Athol Whimp (1961–2012) was a New Zealand mountaineer, rock climber and soldier. Widely regarded as the most accomplished alpinist in New Zealand's modern era, he is the country's only recipient of the prestigious Piolet d'Or award for mountaineering.

Following a successful military career in the New Zealand Special Air Service and a stint as an advisor with a desert reconnaissance unit in Oman, Whimp began climbing extensively in New Zealand, Australia and the Himalaya.
During this period, he and Australian climber Andrew Lindblade made a number of difficult ascents culminating in their 1998 alpine-style ascent of the North Face of Thalay Sagar.
In addition to his hard alpine ascents, Whimp was also an accomplished rock climber, having climbed up to grade 5.13c in the Yosemite decimal system.

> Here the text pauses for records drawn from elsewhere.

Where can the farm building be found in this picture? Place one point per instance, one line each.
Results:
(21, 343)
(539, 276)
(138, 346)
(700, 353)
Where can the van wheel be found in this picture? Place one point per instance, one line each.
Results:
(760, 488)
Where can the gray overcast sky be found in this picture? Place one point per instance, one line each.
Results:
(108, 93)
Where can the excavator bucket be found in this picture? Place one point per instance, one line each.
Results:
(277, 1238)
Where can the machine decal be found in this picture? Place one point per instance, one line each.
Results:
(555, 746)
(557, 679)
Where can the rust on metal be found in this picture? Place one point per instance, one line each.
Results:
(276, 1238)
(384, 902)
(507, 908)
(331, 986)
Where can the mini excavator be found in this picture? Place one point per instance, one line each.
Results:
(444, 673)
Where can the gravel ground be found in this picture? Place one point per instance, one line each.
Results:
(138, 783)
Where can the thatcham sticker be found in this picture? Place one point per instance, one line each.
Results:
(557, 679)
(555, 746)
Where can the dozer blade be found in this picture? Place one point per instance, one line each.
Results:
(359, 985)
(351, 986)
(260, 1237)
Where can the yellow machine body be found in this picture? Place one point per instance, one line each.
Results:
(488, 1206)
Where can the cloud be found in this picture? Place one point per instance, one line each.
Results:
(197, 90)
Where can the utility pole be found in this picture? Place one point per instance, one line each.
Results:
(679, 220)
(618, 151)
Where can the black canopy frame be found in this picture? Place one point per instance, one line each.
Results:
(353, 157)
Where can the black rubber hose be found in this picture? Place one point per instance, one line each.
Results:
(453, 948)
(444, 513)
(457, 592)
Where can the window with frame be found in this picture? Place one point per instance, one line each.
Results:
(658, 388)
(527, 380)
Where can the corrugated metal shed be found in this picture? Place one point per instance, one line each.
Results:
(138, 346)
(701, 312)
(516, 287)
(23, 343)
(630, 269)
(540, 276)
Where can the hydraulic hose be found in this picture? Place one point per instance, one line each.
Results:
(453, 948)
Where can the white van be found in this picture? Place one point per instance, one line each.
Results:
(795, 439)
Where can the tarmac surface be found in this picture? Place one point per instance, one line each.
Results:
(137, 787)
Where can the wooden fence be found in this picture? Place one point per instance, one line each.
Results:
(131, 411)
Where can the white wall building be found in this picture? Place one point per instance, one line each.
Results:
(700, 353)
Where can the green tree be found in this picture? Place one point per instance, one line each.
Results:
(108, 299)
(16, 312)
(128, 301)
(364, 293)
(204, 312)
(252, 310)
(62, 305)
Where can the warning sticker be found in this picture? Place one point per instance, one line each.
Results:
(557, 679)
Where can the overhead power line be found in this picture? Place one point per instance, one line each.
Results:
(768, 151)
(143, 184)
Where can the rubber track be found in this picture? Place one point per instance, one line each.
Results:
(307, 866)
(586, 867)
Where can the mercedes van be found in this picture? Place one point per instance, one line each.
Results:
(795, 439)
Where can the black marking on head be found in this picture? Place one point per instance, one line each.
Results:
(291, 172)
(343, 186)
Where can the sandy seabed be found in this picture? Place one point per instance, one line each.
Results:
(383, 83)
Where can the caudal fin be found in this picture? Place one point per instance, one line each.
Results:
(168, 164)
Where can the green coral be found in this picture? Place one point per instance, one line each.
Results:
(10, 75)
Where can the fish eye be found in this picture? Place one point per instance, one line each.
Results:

On 23 February 2012, Whimp died after slipping into an 800-meter fall while traversing non-technical terrain in the Darran Mountains.

==Notable ascents==
- 1994 – Compressor Route, Cerro Torre, Patagonia (with Andrew Lindblade)
- 1994 – Pedrini-Locher Route, Monte Fitz Roy, Patagonia (with Andrew Lindblade)
- 1994 – Ragni Route, Cerro Torre, Patagonia (first solo ascent)
- 1998 – North Face of Thalay Sagar (6904m), Garhwal Himalaya, India (first ascent with Andrew Lindblade), Winner of the Piolet d'Or
- 1999 – South Face of Aoraki / Mount Cook (3754m), New Zealand (solo ascent)
- 2000 – North Face of Jannu (7710m), Nepal (with Andrew Lindblade)
- 2000 – Wall of Shadows (Japanese Route), Jannu, Nepal (7710m) (second ascent with Andrew Lindblade)
- 2003 – Kurtyka-Schauer Route, Gasherbrum IV (7925m), Pakistan. Attempt with Andrew Lindblade. The pair retreated in bad weather at 6800m.